The studies in this issue of the Journal provide a new horizon for patients with relapsing–remitting multiple sclerosis and a welcome increase in the range of treatment options. Although current therapies remain very effective, particularly when they are administered early, and have welldefined side-effect profiles, oral therapies further support a change in treatment approach to directly prevent immune-mediated injury. This approach will probably be followed until the next step in the therapeutic advance occurs, but such a change in strategy highlights the final question: What are the long-term goals of this new phase of therapy?

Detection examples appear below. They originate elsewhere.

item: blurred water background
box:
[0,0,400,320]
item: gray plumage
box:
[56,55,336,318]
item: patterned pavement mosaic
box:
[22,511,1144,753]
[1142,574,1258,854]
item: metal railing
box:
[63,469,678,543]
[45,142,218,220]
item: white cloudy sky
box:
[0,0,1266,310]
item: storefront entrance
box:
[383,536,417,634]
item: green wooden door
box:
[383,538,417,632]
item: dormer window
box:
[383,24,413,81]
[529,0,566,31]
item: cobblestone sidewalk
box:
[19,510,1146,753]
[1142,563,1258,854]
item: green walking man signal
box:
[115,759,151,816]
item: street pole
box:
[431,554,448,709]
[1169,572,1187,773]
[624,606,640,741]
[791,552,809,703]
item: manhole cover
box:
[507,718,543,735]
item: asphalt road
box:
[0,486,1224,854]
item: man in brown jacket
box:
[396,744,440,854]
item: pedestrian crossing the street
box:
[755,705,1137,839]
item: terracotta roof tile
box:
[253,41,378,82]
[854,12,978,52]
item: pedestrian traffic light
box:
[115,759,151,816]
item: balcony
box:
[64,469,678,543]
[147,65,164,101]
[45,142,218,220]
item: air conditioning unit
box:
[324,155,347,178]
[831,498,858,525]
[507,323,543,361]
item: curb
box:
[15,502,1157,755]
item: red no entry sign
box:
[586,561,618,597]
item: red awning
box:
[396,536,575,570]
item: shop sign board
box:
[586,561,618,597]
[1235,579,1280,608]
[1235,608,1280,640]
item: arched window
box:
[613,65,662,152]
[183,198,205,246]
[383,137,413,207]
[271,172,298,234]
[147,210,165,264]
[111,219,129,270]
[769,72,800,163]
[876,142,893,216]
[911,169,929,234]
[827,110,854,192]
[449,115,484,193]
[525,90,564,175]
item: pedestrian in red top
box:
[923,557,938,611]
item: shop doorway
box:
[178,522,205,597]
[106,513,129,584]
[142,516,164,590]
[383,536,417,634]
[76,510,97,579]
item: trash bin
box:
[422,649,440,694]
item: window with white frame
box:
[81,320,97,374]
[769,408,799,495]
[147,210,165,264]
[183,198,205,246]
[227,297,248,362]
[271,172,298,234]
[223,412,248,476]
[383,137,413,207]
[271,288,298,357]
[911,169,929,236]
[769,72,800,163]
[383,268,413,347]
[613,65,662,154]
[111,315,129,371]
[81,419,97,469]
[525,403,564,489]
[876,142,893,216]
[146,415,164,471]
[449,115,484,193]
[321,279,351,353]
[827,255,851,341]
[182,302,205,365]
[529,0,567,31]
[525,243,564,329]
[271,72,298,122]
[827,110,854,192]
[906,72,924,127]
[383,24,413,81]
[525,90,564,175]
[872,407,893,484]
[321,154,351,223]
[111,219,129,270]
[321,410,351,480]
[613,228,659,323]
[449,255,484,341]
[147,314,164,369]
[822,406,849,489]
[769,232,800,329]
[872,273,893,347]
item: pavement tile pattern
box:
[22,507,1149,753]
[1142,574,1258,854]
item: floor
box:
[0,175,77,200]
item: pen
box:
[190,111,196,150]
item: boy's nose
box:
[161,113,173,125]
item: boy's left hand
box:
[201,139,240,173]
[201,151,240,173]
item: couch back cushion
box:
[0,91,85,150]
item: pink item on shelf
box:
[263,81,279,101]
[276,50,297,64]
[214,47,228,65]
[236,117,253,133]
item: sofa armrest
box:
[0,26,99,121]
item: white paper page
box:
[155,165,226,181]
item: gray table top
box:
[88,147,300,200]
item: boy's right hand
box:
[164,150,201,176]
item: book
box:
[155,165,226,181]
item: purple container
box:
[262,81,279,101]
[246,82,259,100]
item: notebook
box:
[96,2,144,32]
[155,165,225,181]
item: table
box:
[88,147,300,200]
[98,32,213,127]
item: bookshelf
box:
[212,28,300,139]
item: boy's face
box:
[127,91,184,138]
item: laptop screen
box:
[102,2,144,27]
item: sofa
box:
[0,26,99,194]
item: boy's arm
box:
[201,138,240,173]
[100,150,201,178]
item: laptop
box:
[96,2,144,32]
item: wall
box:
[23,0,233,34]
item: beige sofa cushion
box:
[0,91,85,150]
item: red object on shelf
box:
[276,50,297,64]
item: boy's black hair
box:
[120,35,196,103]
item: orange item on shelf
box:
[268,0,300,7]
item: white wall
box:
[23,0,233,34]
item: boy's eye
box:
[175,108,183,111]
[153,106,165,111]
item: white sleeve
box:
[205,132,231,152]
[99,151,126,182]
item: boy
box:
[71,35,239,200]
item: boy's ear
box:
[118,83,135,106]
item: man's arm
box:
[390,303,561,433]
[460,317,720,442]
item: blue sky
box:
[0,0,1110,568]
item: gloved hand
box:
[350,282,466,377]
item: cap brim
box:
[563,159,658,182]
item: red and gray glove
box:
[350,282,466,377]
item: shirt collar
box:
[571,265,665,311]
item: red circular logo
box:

The question will not be fully answered until the underlying cause of multiple sclerosis is better understood, but the lack of a definable end point remains a contentious issue for clinicians and health care funders alike. Time will determine the long-term effectiveness of these treatments in delaying the development of irreversible disability, and as ongoing, real-life experiments, they will contribute to our understanding of this enigmatic disease.